Alors que l’Europe entière se réarme depuis l’invasion de l’Ukraine par la Russie, Bercy a par exemple choisi de geler de l’argent destiné aux programmes budgétaires de la Défense.
Sur les 33 milliards d’euros de crédits de paiement ouverts cette année, le ministère de l’Economie en a gelé 2,6 milliards en tout — soit 753 millions d’euros de plus que la mise en réserve initialement prévue par la loi de finances 2024.
La sauvegarde de la loi de programmation militaire 2024-2030, qui prévoit 413 milliards d’euros de dépenses sur sept ans, est incluse dans le pacte législatif du chef des députés de droite Laurent Wauquiez et la liste de priorités de Gabriel Attal, président du groupe macroniste à l’Assemblée.
Cependant, certains industriels de la défense commencent déjà à s’inquiéter. Plusieurs d’entre eux font état de retards de commandes et de paiement, craignant que les cibles pour 2024 ne soient pas atteintes.
D’autant plus que les forces armées sont souvent une cible de choix pour Bercy.
« Dans les dépenses militaires, il y a beaucoup d’investissements, d’achats de matériels, de munitions, donc c’est vrai que c’est plus facile de reporter (les crédits) en disant aux fournisseurs que ce sera pour l’année. prochaine, plutôt que de repousser des dépenses d’allocations sociales», décrypte l’expert spécialiste des finances publiques François Ecalle.
La Transition écologique est l’autre portefeuille où les gels budgétaires pourraient faire des dégâts.
Les coupes de février avaient déjà ciblé les dépenses en faveur du climat, en sabrant dans les aides à la rénovation énergétique ou dans le Fonds vert.
Ce dernier, créé pour aider à mener des projets de verdissement dans les collectivités locales, voit encore son enveloppe gelée de 400 millions supplémentaires pour les prochaines années.

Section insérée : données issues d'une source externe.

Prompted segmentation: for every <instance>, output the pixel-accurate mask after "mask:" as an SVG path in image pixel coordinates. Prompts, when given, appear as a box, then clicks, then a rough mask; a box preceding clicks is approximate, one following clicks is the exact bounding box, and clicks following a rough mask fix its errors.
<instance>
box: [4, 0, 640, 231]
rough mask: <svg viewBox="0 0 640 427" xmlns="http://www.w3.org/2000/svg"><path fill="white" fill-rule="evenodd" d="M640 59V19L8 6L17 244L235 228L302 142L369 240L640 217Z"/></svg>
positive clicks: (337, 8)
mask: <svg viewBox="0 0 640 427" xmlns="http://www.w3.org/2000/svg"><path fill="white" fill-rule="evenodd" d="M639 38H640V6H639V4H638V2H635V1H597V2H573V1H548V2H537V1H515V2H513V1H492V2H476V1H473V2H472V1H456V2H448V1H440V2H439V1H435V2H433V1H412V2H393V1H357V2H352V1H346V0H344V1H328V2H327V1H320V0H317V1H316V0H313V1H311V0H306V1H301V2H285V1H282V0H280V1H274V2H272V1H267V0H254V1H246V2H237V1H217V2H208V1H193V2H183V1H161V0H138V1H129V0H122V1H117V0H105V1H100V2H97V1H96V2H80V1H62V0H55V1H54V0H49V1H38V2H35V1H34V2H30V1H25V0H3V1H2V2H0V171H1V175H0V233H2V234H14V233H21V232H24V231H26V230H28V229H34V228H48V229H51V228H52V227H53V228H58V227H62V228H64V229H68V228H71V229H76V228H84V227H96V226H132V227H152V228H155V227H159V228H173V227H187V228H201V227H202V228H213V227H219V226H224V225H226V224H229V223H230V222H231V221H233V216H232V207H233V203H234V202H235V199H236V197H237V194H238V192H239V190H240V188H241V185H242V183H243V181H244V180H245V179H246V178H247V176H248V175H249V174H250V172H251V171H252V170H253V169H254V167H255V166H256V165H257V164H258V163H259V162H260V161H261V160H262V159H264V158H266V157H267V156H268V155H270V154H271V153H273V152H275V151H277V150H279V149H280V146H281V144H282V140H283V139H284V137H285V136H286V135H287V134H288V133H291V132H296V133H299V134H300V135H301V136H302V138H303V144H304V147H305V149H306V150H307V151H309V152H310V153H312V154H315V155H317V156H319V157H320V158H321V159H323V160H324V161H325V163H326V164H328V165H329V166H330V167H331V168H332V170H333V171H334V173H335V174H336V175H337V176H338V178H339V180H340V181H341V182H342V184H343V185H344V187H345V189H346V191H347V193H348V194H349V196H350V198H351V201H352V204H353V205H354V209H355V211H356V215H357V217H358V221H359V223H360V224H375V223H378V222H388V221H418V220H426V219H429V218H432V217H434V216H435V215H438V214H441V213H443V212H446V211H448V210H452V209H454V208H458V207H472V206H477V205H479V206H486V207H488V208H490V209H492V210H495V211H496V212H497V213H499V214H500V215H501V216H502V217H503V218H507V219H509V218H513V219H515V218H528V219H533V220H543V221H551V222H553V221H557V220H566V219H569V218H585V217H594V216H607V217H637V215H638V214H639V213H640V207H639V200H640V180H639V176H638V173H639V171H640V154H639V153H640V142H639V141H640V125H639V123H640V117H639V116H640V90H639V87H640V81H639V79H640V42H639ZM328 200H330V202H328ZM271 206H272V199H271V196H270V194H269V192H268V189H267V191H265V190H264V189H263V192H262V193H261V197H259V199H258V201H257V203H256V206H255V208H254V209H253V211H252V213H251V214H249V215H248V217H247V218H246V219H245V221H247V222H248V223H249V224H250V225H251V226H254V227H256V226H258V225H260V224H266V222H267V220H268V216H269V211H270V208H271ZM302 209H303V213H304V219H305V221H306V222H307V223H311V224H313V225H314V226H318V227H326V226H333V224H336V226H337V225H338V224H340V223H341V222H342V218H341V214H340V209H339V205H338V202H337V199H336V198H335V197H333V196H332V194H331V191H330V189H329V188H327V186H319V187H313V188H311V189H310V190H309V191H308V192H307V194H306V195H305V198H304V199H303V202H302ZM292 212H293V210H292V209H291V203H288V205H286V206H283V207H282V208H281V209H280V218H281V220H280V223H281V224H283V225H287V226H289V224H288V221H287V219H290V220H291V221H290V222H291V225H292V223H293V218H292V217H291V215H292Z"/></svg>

Au sein des différents programmes budgétaires consacrés à l’écologie, 800 millions d’euros ont été suspendus. Si ces crédits étaient finalement annulés, cela correspondrait à une diminution de l’ordre de 14% du budget en faveur de l’environnement, a souligné le président de la commission des Finances, le député Eric Coquerel (LFI).
Hors dépenses de personnel, c’est même une baisse de 16%, selon nos calculs.
Le programme urbanisme et territoires, qui gère une partie des aides à la rénovation thermique des bâtiments, subit un gel de 456 millions d’euros — soit 369 millions de plus que ce que prévoyait la mise en réserve initiale.
En novembre, Michel Barnier et la nouvelle équipe de Bercy devront trancher sur une annulation complète ou partielle des crédits bloqués. Deux options s’offrent à eux : soit un projet de loi de finances rectificative (PLFR), soit le projet de loi de finances de fin de gestion (PLFG).
Ayant déjà annulé 10 milliards d’euros de crédits en février par décret, le gouvernement ne pourra plus procéder par voie réglementaire. Le montant cumulé des crédits annulés sans passer par le Parlement ne peut en effet dépasser un certain plafond, fixé à 1,5% des crédits ouverts en loi de finances.
Avant de quitter le ministère de l’Economie, Bruno Le Maire avait plaidé pour une annulation totale de ces 16,5 milliards d’euros. Un coup d’effaceur radical qui serait inédit, mais difficilement réalisable dans les faits.
« On ne peut pas annuler l’intégralité de la réserve, il est possible d’annuler 80%, mais cela dépend des dépenses imprévues des ministères en cours d’année », analyse un ancien ministre de Bercy.
Nombre d’entre elles «sont automatiques, notamment les dépenses de personnel, qu’on ne va pas stopper à la fin de l’année», rendant une coupe soudaine quasiment impossible, appuie François Ecalle.
L’année dernière, l’exécutif avait gelé des crédits à hauteur de 14 milliards d’euros, pour n’en annuler que 5 in finelors de la loi de finances de fin de gestion.
Pour l’instant, le nouveau ministre des Comptes publics n’a pas encore dévoilé le tri réservé aux enveloppes gelées. Lors de sa toute première audition devant les députés, Laurent Saint-Martin a laissé entendre que « certains surgels de crédits annoncés par le gouvernement précédent devront être maintenus ».